Del resto, nel bellissimo «Requiem automatico» di Robert Sheckley (in Avventure sui pianeti, Urania, 1963), il compagno di una vita del cercatore di minerali preziosi Mark Rogers, autoisolatosi su di un asteroide in attesa di un colpo di fortuna che non verrà mai, non è altro che il vecchio robot Charles. Alla morte del suo vecchio amico umano si rompe anche il nastro contenente i dati necessari al funzionamento del robot; tuttavia… «le articolazioni arrugginite non gli permisero di inginocchiarsi, e lui rimase dritto immobile a guardare le stelle nude. Poi piegò la testa. – Il Signore è il mio pastore – disse Charles – e mi guida».
Fantascienza cristiana per curiosa coincidenza
Pur su un’altra lunghezza d’onda, due straordinari racconti sulla Chiesa di Roma hanno rivelato quasi tratti profetici, come spesso accade alle opere di fantascienza. Uno, molto serio, Il dilemma di Benedetto XVI scritto al tempo di Paolo VI (J.H. Brenner, 1978) è diventato introvabile nel 2005, quando un papa dall’inaspettato nome di Benedetto XVI è stato eletto davvero; ma la cosa più sbalorditiva è che il Benedetto XVI del racconto dubita del proprio stato di salute e convoca un eminente psichiatra per appurare se sia atto a prendere gravi decisioni (si pensi alle dimissioni del Benedetto XVI della realtà).

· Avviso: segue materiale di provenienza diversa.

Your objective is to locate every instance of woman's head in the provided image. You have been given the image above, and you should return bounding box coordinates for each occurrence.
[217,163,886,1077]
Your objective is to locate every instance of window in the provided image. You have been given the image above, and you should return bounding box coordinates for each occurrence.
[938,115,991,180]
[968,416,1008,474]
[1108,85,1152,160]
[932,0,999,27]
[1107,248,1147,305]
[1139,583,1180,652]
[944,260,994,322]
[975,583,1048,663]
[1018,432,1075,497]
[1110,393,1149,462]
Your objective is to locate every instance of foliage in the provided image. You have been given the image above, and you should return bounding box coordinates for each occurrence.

L’altro, scherzoso, Buone notizie dal Vaticano (1971, R. Silverberg), annuncia, per il futuro – gaudium magnum, habemus papam -, un papa-robot! Fantascienza pura, quest’ultima, è il caso di dire… o no? Già Charles Beaumont, nel 1958, in Ultimi riti, aveva immaginato un sacerdote, padre Courtney, al letto di «morte» di un suo amico, George Donovan, che si rivela invece essere un robot giunto alla fine e che gli chiede l’Olio Santo. Il sacerdote dapprima rifiuta, perché i robot non possono avere un’anima, poi glielo amministra per compassione.
Un Cantico per Leibowitz
Fantascienza religiosa scritta da un cattolico, che alcuni giudicano la migliore del suo tipo, è A Canticle for Leibowitz di W. Miller (1959). Si tratta di un romanzo di genere post apocalittico ambientato in un monastero cattolico dopo la devastazione causata da una guerra nucleare. Ancora una volta, come nel nostro Medioevo, è compito della Chiesa, e soprattutto dei suoi monaci, conservare e tramandare la sapienza del passato pur senza comprenderne più il significato, in attesa che gli uomini sappiano di nuovo interpretare la scienza che male usata portò al disastro.

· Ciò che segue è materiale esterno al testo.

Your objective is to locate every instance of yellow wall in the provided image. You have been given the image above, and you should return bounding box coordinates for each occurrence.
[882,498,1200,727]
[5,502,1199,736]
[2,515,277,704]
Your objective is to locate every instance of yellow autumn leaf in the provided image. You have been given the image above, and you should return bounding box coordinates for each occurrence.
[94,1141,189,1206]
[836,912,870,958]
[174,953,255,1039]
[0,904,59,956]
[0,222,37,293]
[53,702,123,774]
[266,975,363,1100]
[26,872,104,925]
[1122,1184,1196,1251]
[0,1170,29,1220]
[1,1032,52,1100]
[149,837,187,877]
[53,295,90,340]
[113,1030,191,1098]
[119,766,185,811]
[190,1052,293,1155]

L’autore, per il romanzo, è stato ispirato dalla sorte dell’abbazia di Montecassino, al cui bombardamento malauguratamente partecipò durante la seconda Guerra Mondiale, anche se l’epoca di partenza del racconto è datata a seicento anni dopo il ventesimo secolo in un periodo di nuova barbarie, poi si salta di altri seicento anni in un’epoca simile al nostro Rinascimento, e infine, con un nuovo salto di seicento anni, si giunge ad un livello tecnologico molto superiore al nostro, su una Terra che sta di nuovo entrando nella crisi di una guerra nucleare. Spetterà allora nuovamente ai monaci, insieme ad un gruppo di bambini, lasciare la Terra per ricominciare la vita su un nuovo pianeta, preservando insieme l’umanità e la Chiesa.